Estimating the Black-box LLM Uncertainty with Distribution-Aligned Adversarial Distillation¶

Conference: ACL 2026
arXiv: 2605.05777
Code: https://github.com/huizi-Cui/DisAAD
Area: LLM Calibration / Uncertainty / Black-box Models / Distillation
Keywords: Black-box Uncertainty, Adversarial Distillation, Proxy Model, Evidential Deep Learning, Hallucination Detection

TL;DR¶

DisAAD is proposed: a small proxy model (only 1% of the target model's size) learns whether a "black-box LLM knows the answer" through "distribution alignment + adversarial distillation." By leveraging Evidential Deep Learning (EDL) to decompose proxy logits into epistemic and aleatoric uncertainty, real-time uncertainty for closed-source models like GPT-4/Claude can be estimated with a single response.
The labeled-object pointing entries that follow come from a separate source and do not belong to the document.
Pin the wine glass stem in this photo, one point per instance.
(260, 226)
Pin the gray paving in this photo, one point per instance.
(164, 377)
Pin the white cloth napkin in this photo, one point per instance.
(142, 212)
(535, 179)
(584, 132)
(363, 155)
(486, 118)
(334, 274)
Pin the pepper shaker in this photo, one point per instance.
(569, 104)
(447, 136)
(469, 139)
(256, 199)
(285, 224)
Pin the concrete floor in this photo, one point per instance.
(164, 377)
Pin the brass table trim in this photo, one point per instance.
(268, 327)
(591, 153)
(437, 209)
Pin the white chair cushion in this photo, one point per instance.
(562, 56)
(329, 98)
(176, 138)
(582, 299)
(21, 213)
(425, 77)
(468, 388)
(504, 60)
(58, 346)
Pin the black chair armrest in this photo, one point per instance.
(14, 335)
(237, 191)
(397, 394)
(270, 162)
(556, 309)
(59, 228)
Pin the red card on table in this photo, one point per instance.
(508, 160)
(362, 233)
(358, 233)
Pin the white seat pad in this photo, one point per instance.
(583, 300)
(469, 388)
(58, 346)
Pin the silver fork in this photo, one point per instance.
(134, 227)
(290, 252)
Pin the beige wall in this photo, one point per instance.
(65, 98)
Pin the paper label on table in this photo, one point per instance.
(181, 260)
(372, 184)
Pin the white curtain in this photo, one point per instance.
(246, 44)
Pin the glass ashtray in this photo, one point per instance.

This achieves an average AUROC improvement of 18.2% and AUPR improvement of 22.9% over black-box baselines.

Background & Motivation¶

Background: Although LLMs have made rapid progress in complex reasoning and generation, hallucinations remains the biggest obstacle to deployment. Uncertainty Quantification (UQ) is the core mechanism for models to "show weakness" when unreliable. Mainstream approaches include: (1) self-evaluation, where models evaluate themselves (requires fine-tuning and lacks reliability); (2) multi-sample consistency (Semantic Entropy / EigV / CoCoA / SAR); (3) single-sample methods that directly access token probabilities, logits, or hidden states (LogTokU / CCP / Focus).
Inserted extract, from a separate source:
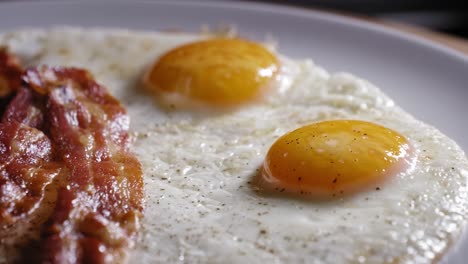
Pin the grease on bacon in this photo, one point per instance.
(62, 124)
(98, 211)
Limitations of Prior Work: (1) Multi-sample methods require multiple inferences for the same prompt, leading to high deployment costs and latency, and they fail when the model is "consistently wrong"; (2) Single-sample methods require access to internal logits or hidden states, which is completely inapplicable to commercial closed-source models like GPT-4 / Claude that only expose APIs; (3) Self-evaluation has poor accuracy, and larger, more instructive LLMs (especially commercial ones) tend to "pretend to be confident," providing plausible-sounding wrong answers, making hallucinations harder to detect than in smaller models.

Key Challenge: Commercial black-box LLMs are the main force in real-world deployment. They provide zero exposure to internal states and tend toward overconfidence. Existing single-sample UQ requires internal logits and assumes well-calibrated models, neither of which holds true for these systems.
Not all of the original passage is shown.